Im sächsischen Verfassungsschutzbericht taucht immer wieder Torgau-Staupitz in Nordsachsen auf. Dort finden in einem Gasthof bereits seit 2008 regelmäßig Konzerte statt, zu denen Hunderte Neonazis kommen. Was Themar, Kirchheim und Torgau-Staupitz eint, ist die ohnehin gute Vernetzung der rechtsextremen Szene vor Ort. Die Veranstaltungen finden in Immobilien statt, die Neonazis gehören.

Auch in Ostritz haben Rechtsextreme über Jahre Strukturen aufgebaut. Das "Schild und Schwert"-Festival findet im Hotel Neißeblick in der Nähe des Bahnhofs statt. Das Gasthaus gehört einem Unternehmer aus Hessen, der früher NPD-Mitglied war.

Altgediente Bands mit Kontakten ins Ausland

Mittlerweile gibt es in der rechtsextremen Szene alle möglichen Strömungen. Selbst Hip-Hop ist unter Neonazis durchaus beliebt. Bekanntes Beispiel ist der Rapper MaKss Damage. Doch wenn man sich die Line-ups des "Schild und Schwert"-Festivals sowie vergangener Veranstaltungen ansieht, dominieren vor allem altbekannte Neonazi-Bands wie Kategorie C oder Die Lunikoff Verschwörung. Kategorie C ist eine 1997 in Bremen gegründete Band, die Hooligan- und Nazi-Szene miteinander verbindet. Sie steht der in Deutschland verbotenen "Blood and Honour"-Bewegung nahe (hier mehr zu der Band). Während Kategorie C sich vom Musikstil sehr nah am Deutschrock bewegen, schwankt Die Lunikoff Verschwörung zwischen punkigem Rock und seichten Gitarrenklängen.

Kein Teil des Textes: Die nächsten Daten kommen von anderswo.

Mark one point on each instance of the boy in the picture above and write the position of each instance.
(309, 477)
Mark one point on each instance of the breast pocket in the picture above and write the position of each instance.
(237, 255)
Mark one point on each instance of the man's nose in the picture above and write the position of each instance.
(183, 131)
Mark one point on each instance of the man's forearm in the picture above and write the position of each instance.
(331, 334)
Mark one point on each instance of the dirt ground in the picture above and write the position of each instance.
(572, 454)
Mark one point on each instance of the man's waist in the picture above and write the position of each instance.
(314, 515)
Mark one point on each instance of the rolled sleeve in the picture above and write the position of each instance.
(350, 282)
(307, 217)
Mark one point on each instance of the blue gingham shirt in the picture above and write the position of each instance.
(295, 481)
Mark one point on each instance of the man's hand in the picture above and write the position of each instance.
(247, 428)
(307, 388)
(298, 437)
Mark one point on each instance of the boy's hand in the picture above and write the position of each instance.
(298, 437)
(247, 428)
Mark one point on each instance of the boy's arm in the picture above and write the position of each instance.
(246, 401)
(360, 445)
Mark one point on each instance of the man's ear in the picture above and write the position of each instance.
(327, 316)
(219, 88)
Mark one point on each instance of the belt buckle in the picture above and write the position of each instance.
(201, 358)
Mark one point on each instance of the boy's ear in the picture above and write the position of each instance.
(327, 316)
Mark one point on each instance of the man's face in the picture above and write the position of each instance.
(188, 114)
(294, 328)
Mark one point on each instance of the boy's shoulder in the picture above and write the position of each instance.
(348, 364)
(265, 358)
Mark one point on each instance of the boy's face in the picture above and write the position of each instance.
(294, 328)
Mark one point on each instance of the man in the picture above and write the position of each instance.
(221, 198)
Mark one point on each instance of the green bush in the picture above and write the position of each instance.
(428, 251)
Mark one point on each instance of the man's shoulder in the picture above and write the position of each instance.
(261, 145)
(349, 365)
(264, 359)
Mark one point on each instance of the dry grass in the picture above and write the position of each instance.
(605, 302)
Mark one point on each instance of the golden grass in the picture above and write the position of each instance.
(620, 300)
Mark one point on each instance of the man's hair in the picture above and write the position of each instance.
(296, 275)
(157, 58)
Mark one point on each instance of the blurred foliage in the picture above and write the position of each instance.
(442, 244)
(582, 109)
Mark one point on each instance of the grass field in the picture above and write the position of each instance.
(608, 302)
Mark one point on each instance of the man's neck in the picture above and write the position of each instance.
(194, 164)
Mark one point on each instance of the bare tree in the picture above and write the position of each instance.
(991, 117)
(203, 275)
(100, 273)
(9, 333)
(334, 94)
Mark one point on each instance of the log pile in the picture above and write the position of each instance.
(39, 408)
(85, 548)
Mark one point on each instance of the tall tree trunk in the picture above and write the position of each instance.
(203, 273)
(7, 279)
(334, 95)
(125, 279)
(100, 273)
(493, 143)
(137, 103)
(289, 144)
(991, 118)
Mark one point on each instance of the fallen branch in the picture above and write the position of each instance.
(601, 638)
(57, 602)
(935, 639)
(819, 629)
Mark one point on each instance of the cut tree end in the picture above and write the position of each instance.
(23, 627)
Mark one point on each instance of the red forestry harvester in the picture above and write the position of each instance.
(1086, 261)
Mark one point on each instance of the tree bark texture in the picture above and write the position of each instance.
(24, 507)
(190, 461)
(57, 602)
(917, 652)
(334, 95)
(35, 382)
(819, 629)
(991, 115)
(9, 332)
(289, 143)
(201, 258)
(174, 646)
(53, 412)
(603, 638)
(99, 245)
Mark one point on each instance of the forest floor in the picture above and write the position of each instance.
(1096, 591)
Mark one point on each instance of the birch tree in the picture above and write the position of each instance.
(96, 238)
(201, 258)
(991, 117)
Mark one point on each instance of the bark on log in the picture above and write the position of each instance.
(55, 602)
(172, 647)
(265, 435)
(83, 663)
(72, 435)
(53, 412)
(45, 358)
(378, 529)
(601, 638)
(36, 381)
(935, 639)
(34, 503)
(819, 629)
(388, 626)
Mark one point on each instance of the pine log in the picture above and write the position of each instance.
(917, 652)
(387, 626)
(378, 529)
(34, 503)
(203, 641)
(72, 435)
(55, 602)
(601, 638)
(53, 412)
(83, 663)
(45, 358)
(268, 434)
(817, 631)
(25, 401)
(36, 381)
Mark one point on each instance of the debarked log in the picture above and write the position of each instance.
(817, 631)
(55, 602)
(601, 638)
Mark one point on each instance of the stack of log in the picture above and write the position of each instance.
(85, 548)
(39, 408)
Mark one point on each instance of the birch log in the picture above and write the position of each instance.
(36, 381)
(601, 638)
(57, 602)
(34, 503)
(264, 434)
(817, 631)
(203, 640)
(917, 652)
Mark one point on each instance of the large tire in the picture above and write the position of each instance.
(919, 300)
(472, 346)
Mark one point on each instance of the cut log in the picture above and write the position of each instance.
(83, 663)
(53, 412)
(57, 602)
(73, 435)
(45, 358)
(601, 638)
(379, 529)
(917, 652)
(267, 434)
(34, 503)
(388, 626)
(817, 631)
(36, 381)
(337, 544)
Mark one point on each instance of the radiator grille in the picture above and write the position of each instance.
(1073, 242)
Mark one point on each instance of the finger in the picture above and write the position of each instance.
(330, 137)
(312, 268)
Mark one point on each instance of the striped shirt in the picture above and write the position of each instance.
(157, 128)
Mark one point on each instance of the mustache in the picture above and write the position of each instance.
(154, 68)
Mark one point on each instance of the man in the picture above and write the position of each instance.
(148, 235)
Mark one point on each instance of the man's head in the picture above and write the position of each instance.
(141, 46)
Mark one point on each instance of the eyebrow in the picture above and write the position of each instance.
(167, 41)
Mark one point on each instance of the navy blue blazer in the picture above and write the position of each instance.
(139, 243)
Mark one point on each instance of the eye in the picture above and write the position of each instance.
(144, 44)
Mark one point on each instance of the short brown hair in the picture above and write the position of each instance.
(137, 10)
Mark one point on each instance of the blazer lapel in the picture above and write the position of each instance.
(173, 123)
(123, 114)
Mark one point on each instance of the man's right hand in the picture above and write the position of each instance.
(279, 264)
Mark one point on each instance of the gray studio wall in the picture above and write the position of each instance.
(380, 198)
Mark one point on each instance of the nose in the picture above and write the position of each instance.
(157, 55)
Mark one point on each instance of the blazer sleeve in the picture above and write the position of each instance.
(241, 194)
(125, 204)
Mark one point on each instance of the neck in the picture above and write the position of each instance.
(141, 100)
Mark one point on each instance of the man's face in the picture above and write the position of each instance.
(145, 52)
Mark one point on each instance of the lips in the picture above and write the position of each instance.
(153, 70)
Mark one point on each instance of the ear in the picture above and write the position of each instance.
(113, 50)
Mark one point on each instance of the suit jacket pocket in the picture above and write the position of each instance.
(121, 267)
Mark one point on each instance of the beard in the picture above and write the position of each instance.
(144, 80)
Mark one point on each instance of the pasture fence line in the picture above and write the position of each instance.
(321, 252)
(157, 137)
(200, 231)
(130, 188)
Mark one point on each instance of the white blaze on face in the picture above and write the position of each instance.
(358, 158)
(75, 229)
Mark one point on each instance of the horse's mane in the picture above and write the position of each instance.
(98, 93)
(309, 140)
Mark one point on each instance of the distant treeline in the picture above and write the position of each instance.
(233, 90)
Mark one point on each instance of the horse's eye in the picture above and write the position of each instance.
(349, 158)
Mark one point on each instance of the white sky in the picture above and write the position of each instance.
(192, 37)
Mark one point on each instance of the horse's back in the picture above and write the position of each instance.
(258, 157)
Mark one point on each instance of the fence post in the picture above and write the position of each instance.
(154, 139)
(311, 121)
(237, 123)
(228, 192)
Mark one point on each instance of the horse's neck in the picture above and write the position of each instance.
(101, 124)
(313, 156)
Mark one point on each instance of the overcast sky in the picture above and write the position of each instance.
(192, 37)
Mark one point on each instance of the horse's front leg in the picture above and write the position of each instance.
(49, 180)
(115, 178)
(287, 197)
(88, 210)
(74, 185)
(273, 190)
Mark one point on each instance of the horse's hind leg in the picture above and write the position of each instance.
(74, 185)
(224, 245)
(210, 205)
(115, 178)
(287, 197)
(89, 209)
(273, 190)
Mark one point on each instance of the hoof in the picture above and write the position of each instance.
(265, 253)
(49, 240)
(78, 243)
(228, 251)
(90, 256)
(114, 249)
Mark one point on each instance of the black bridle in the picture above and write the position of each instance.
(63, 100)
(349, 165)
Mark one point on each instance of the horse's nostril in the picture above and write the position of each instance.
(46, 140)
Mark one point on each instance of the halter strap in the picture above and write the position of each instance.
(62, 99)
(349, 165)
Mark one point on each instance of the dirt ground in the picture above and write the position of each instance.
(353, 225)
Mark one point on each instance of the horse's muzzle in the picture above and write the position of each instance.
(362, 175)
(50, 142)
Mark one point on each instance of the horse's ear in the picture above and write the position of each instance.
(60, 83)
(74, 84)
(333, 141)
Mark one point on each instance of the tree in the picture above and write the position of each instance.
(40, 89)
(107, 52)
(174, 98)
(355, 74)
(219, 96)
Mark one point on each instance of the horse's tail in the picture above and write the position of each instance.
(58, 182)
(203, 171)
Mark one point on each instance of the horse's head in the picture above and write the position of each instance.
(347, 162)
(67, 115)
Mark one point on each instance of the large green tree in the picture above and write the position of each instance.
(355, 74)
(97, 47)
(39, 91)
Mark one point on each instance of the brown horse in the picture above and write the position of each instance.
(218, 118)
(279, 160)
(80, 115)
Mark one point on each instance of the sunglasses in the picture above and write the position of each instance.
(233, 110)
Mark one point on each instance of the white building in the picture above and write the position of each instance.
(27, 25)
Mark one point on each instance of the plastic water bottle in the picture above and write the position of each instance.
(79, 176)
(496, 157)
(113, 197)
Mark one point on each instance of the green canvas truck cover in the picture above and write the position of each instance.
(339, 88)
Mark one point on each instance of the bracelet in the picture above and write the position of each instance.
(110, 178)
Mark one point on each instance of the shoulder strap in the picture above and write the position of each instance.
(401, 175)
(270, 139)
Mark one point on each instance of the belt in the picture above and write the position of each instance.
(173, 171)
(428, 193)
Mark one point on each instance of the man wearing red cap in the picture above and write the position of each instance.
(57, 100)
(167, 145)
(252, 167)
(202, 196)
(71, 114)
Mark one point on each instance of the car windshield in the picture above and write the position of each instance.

Seit ihrer Gründung im Jahr 2004 gilt die Gruppe als Kultband. Das liegt besonders an Sänger Michael Regener. Regener war früher Frontmann der verbotenen Band Landser und saß mehrere Jahre im Gefängnis, unter anderem wegen Bildung einer kriminellen Vereinigung und Volksverhetzung. Regener tritt auch solo auf, oder als Gastsänger bei anderen Bands wie etwa Stahlgewitter. Die Lunikoff Verschwörung ist auch Headliner des Festivals in Ostritz (hier mehr zu der Band).

Es geht ums Geld

Rechtsextreme Musik gilt bis heute als Einstiegsdroge insbesondere für ein jugendliches Publikum. Eine These, der der Musikwissenschaftler Thorsten Hindrichs widerspricht. "Nur weil ich Landser höre, werde ich nicht gleich zum Nazi", sagt er. Die Einstiegsmechanismen seien viel komplexer, wichtiger sei sozialer Kontakt zu Rechtsextremen. Festivals wie "Schild und Schwert" richten sich laut Hindrichs vor allem an tief in der Szene verwurzelte Neonazis. Dass Rechtsextreme neben zahlreichen kleinen konspirativen Konzerten und Liederabenden nun auch Großevents wie in Ostritz organisieren, hat für den Rechtsrock-Experten sehr einfache Gründe: "Es geht um Aufmerksamkeit und um Geld."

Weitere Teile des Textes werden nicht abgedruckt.